Although consumer prices are likely to rise as a result of the rising China Price, some manufacturing jobs may return to areas that lost jobs to China because of its cheap labor. Although that is not likely to occur in the short-term, both rising labor and transportation costs could make local manufacturing more attractive in industrialized countries over the long-term. Barboza continues:

“Economists say a necessary restructuring is under way [in China], one that should allow the nation’s huge ‘floating population’ of migrant workers to better share in the benefits of growth and stimulate domestic consumption. … Rising labor costs here are not the end of cheap production in China, analysts say, but they are likely to help change the country’s manufacturing mix. ‘China isn’t going to lose its manufacturing base because it’s got a huge domestic market,’ said Mary Gallagher, director of the Center for Chinese Studies at the University of Michigan. ‘But it will move them toward higher-end goods. And that matches the Chinese government’s ambition. They don’t just want to be the workshop of the world. They want to produce high-tech goods.'”
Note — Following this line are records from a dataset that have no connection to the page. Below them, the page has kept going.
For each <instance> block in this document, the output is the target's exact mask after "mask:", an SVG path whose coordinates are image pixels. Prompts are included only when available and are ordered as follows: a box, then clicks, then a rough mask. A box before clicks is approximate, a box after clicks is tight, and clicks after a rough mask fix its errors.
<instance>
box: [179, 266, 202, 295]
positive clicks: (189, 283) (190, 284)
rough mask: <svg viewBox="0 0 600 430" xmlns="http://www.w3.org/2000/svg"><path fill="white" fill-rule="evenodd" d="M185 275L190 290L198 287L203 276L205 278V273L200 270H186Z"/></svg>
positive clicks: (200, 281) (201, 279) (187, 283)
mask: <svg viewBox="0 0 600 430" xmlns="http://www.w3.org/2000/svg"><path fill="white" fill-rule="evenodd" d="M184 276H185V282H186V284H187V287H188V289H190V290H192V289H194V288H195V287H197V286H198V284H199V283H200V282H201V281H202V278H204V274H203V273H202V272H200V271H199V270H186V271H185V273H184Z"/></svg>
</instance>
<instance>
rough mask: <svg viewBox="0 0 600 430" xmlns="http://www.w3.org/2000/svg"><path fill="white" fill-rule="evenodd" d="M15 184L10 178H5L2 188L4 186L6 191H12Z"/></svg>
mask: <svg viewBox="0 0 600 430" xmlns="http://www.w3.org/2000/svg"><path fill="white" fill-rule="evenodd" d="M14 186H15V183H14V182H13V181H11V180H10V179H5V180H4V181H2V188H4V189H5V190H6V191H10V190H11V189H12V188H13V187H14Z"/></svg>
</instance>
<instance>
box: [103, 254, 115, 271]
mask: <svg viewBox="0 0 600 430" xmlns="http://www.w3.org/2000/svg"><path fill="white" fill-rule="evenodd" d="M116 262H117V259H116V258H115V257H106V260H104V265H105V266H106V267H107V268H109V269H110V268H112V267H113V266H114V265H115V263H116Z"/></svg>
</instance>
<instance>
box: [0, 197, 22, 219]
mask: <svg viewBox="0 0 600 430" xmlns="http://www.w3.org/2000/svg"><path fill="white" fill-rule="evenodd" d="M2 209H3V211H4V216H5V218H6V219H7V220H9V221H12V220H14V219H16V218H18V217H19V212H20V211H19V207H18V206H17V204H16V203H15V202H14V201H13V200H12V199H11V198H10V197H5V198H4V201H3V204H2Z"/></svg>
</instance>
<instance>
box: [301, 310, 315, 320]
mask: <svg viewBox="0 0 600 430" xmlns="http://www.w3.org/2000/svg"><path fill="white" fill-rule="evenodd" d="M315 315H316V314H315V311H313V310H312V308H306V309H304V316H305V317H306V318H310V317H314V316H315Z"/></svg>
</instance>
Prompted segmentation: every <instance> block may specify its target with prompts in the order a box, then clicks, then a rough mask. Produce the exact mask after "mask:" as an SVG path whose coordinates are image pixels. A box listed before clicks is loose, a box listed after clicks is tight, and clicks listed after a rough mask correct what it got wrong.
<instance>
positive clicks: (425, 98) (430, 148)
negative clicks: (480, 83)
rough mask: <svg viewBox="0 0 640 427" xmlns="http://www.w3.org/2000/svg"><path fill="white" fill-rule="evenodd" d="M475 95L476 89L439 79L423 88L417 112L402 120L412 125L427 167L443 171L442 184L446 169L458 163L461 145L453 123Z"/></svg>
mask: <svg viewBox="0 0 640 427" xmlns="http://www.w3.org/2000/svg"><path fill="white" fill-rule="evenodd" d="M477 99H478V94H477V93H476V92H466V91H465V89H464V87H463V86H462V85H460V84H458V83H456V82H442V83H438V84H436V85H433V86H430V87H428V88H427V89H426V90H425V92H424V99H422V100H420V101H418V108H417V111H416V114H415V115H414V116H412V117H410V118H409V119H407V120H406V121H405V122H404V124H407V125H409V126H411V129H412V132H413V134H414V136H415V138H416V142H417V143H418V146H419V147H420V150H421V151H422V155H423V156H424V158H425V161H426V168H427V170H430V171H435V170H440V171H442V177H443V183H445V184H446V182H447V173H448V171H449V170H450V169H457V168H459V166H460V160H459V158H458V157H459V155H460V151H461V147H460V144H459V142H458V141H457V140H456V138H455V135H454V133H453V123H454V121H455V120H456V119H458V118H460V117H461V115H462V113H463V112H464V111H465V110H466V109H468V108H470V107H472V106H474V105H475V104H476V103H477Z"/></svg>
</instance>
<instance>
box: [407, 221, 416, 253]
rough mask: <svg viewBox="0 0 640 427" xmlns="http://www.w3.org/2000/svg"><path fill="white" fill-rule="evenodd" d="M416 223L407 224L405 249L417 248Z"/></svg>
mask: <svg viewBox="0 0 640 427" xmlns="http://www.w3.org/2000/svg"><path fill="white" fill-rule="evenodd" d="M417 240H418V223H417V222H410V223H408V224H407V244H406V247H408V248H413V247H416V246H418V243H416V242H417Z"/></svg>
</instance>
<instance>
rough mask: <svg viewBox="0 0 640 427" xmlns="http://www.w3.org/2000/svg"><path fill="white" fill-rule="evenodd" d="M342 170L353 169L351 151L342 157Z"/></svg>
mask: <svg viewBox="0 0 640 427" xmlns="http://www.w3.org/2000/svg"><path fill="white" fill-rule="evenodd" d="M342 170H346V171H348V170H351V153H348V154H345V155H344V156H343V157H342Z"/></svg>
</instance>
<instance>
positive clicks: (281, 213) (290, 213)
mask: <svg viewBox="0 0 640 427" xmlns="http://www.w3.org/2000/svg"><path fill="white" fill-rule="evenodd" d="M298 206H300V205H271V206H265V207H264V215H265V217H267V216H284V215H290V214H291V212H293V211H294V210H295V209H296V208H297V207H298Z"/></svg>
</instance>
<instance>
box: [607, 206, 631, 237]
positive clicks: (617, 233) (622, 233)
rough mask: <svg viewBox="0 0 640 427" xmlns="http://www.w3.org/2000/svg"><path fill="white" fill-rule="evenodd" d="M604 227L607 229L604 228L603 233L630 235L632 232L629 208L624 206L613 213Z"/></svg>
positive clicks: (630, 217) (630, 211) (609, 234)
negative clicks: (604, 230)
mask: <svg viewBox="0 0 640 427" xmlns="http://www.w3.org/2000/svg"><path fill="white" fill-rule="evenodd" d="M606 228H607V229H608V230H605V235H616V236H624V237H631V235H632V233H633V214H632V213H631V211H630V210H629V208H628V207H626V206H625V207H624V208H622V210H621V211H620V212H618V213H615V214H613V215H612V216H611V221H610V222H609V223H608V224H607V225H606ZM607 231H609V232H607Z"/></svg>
If Chinese companies can’t meet future demand, then other countries will have to step in to fill store shelves. There are plenty of eager manufacturers waiting for that opportunity. What is happening in China will eventually repeat itself in other countries where cheap labor has attracted manufacturers. If China can feel its way safely through what is likely to be a turbulent period, it can provide a good example for others. There is one last policy change coming out of China that is raising the “China Price,” the government’s decision to let the yuan appreciate against the dollar [“Western retailers: yuan move not all bad,” by Brad Dorfman, Reuters, 21 June 2010]. As Dorfman puts it, “Western retailers may pay more for goods they import from China as the yuan appreciates, but the thought of millions of Chinese consumers who will be able to shop at their stores is helping to ease the pain.” The global economy needs China to have a stable, growing economy. Poorly managed labor relations could tip an unsteady boat and the falling bodies would send ripples throughout the global economy.